3L’auteur commence par poser au préalable les premiers éléments de définition : « Nous appelons digital labor la réduction de nos “liaisons numérique” à un moment du rapport de production, la subsomption du social sous le marchand dans le contexte de nos usages technologiques » (p. 13). Cela renvoie aux activités numériques des usagers de plateformes sociales (Facebook, Twitter, Google…), d’applications mobiles ou, plus récemment, d’objets connectés. Deux cas se dégagent alors. Le premier renvoie à la mobilisation d’internautes rémunérés par des sites, par des agences pour réaliser des tâches simples (Human Intelligence Tasks), « non spécialisées et à faible niveau d’implication des usagers » (p. 17) : écrire un court commentaire, regarder une photo ou réaliser une petite vidéo, cliquer ici ou là, construire une playlist à partir de morceaux choisis, reconnaître des visages, mettre à jour des statistiques. Bref, autant d’opérations qu’une intelligence artificielle, aussi sophistiquée soit-elle, ne peut exécuter en autonomie, mais qui, une fois conditionnées par la main humaine, peuvent être algorithmiquement recomposées pour produire des données qui viendront ensuite alimenter des bases de données ou fournir un corpus de contenus (p. 17). Services qui pourront par la suite être revendus à des clients, à des annonceurs. À titre d’illustration, l’auteur cite le « Mechanical Turk » d’Amazon qui mobilise, à travers cette plateforme de microtravail, « des foules de travailleurs flexibles qui aident les machines » (p. 18).
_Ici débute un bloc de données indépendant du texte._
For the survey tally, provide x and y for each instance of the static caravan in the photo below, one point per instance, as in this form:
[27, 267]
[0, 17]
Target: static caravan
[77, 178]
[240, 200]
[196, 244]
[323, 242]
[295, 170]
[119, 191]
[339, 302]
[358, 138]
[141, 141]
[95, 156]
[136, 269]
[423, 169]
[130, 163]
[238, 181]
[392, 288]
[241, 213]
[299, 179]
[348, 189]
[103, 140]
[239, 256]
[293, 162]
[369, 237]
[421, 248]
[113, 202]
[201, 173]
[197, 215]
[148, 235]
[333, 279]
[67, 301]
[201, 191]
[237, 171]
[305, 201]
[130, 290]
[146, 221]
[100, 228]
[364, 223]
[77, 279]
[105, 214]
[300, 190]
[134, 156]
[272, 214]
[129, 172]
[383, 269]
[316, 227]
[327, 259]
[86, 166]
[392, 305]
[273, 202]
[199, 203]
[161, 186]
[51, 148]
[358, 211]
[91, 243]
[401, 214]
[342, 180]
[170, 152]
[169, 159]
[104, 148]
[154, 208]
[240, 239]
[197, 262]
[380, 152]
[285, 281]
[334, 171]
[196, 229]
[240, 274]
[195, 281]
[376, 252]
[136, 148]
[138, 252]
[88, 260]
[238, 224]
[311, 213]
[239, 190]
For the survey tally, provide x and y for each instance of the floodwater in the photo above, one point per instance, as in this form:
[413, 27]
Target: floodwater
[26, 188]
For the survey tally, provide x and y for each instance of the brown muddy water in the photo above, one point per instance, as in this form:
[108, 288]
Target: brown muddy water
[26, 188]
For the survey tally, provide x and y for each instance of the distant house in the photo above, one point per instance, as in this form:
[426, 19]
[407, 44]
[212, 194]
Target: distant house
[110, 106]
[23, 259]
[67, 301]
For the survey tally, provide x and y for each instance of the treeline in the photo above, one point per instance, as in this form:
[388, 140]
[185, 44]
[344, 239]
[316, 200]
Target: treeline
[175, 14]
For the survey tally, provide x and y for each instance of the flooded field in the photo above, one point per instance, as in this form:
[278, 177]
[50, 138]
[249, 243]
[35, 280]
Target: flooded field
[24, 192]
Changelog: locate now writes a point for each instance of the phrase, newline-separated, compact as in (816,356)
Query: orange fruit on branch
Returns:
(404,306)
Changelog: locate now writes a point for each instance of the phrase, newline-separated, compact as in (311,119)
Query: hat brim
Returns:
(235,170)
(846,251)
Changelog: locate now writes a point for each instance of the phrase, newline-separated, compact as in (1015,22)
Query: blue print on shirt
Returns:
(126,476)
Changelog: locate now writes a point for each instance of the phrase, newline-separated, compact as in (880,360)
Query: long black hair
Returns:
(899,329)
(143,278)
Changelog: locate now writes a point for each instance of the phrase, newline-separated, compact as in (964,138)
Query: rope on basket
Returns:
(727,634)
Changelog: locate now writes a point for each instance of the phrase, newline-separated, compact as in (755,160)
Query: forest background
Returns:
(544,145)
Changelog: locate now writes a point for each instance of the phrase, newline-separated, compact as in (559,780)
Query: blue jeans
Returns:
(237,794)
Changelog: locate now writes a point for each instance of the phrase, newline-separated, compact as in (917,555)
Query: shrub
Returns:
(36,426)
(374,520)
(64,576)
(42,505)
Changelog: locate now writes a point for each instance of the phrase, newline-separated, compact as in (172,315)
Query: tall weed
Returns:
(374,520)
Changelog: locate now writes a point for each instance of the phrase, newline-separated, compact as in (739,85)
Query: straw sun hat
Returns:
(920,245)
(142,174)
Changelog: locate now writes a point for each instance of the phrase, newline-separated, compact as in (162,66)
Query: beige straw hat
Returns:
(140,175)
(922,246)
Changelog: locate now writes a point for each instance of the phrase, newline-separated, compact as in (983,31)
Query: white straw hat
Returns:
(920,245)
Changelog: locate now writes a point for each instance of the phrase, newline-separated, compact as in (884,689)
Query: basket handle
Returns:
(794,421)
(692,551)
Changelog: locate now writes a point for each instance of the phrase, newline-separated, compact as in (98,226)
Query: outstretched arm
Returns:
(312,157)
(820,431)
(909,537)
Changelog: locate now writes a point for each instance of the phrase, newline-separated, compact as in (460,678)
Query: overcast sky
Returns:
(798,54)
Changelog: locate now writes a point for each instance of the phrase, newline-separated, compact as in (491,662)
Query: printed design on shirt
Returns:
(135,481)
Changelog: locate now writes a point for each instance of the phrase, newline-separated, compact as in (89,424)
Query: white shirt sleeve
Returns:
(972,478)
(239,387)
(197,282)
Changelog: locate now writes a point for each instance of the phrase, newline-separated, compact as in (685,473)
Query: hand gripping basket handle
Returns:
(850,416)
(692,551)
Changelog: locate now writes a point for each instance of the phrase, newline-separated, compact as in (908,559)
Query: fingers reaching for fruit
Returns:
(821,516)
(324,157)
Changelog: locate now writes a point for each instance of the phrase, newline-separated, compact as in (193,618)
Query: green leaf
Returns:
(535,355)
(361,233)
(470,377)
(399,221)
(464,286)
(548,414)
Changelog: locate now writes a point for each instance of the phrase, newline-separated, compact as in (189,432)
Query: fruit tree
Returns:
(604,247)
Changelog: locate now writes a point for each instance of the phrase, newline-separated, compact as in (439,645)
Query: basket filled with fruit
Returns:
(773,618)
4Le second cas est plus pernicieux. En effet, en publiant des informations plus ou moins personnelles (des préférences, des goûts…), en produisant des contenus simplement en visitant des sites web ou en recherchant un renseignement dans un moteur de recherche, en cliquant sur des fonctionnalités ou en utilisant des « appli » ou des objets connectés…, les utilisateurs génèrent, le plus souvent à leur insu3, des « traces » qui seront valorisées, monétisées par l’industrie du numérique, par le « capitalisme numérique ». Le digital labor renvoie ici à « l’extraction de données issues de la masse des usagers » (p. 20). Le travail « indirect » que peut faire l’internaute pour le compte d’entreprises numériques peut même être encore plus invisible, plus pervers. L’auteur cite le reCAPTCHAs de Google, un dispositif par lequel le cybernaute doit prouver qu’il n’est pas un robot en recopiant des mots parfois déformés qui semblent n’avoir aucun sens. Sauf qu’en renseignant cette modalité, il participe au projet de numérisation de textes (Google Books) et par là, au calibrage d’algorithmes, à l’apprentissage des intelligences artificielles. Ce n’est plus la machine qui soutient l’homme, mais le contraire. Ces exemples permettent à l’auteur d’enrichir sa définition du digital labor : « Une contribution à faible intensité et à faible expertise mise à profit via des algorithmes et des fouilles de données » (p. 21).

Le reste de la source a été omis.